La Bersagliera paga questa carenza e l'incomprensibile rinuncia ad un dg o un ds di livello ed esperienza, ed all'errare si sarebbe aggiunto il perseverare, non provvedendo a tutt'oggi a tale ingaggio! Detto di questa grave lacuna di organigramma, anche altri settori importanti come la comunicazione difettano sensibilmente, basti guardare all'area comunicazione dell'ultima avversaria, il Sassuolo, dove sono ben sei gli addetti che lo curano e seguono meticolosamente. In generale dalle parti dell'Arechi si pecca in professionalità ed organizzazione dell'area sportiva e dell'area comunicazione e fatta eccezione per il top player Maurizio Milan, non parrebbero esservi professionisti di spessore all'altezza di ruoli e compiti. Ad assistere dall'esterno alle prestazioni sportive dei granata campani sorgono legittimi dubbi sul reale impatto positivo di mister Inzaghi sul gruppo squadra e sull'ambiente tutto, con senatori quali Candreva, Dia, Coulibaly e Gyomber che non stanno rendendo come potrebbero e che non paiono più di tanto coinvolti né coinvolgenti. Al di là dei singoli il gruppo appare frammentato in tanti sottogruppi, con tanti calciatori che parrebbero più attenti agli interessi individuali che a quelli della Salernitana che paga loro lo stipendio. Ma chi può dire se davvero è come ci appare o se le cause sono altre, come la scarsa concentrazione o la scarsa professionalità o semplicemente l'essere troppo scarsi in diversi elementi (che tra l'altro sono per gran parte gli stessi della scorsa rosa che fu autore di un grande girone di ritorno)? Lo può dire un vero uomo di calcio, che non si intravede ad oggi nella Salernitana.
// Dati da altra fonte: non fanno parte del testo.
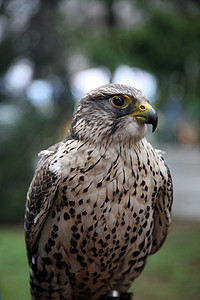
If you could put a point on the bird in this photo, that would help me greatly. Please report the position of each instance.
(100, 201)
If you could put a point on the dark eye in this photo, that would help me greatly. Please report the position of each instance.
(119, 101)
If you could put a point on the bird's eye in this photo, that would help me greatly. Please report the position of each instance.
(119, 101)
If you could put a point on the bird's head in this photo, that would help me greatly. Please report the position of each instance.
(112, 113)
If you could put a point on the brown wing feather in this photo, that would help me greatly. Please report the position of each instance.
(162, 213)
(40, 197)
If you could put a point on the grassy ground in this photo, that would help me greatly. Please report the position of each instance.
(172, 273)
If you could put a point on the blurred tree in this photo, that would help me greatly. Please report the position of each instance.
(54, 39)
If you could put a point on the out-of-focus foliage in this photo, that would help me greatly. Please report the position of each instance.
(54, 39)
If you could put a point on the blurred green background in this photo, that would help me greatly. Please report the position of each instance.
(51, 53)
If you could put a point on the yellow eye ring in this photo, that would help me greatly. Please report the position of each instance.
(143, 107)
(119, 102)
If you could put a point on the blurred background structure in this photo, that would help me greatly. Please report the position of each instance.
(52, 52)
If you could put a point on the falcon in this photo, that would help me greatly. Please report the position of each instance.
(100, 200)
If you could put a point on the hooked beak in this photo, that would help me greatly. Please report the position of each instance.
(146, 114)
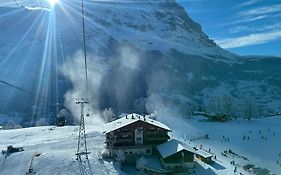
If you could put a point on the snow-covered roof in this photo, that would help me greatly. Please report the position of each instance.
(203, 153)
(173, 146)
(132, 118)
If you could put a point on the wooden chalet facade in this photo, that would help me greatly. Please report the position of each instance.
(135, 135)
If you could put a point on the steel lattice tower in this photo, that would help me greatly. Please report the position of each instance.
(82, 149)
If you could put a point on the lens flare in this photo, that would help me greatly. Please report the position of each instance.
(53, 2)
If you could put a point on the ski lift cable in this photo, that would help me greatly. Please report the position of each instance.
(84, 47)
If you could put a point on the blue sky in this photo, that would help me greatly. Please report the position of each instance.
(245, 27)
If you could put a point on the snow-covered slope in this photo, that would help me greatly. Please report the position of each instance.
(141, 55)
(56, 147)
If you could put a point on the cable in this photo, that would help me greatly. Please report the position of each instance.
(84, 47)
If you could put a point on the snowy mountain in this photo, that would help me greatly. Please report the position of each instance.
(142, 56)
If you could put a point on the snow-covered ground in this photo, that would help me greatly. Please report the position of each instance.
(57, 147)
(262, 148)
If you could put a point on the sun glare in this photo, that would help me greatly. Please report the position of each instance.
(53, 2)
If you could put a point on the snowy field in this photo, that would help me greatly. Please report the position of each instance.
(256, 142)
(56, 147)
Detto questo i principali responsabili sono e restano i calciatori della rosa e non devono leggersi come alibi per loro le considerazioni sopra esposte. I giocatori vanno in campo ed hanno il dovere di fare molto di più e meglio. A pensarci bene, però, forse un uomo di calcio o un maestro, se si preferisce, nel club di via Allende vi era e rispondeva al nome di Paulo Sousa, il quale, sebbene passibile di cartellino giallo per la vicenda Napoli, ha effettuato una pura e semplice operazione verità, facendo suonare inascoltati campanelli di allarme. Sarebbe il caso di richiamare al timone il trainer di Viseu ancora a lauto libro paga? Non è facile dirlo, bisognerebbe conoscere a fondo il rapporto con i calciatori, mentre quello con ds e società ha ben poco di misterioso e parrebbe del tutto ostativo verso questo possibile ritorno in sella del lusitano. In ogni caso questa non sarebbe una decisione che deve prendere Iervolino e men che meno Milan o de Sanctis, spetterebbe invece ad un uomo di calcio vero, ma qui si chiude il cerchio e si ritorna al principio, alla madre di tutti i problemi della Salernitana 2023/24!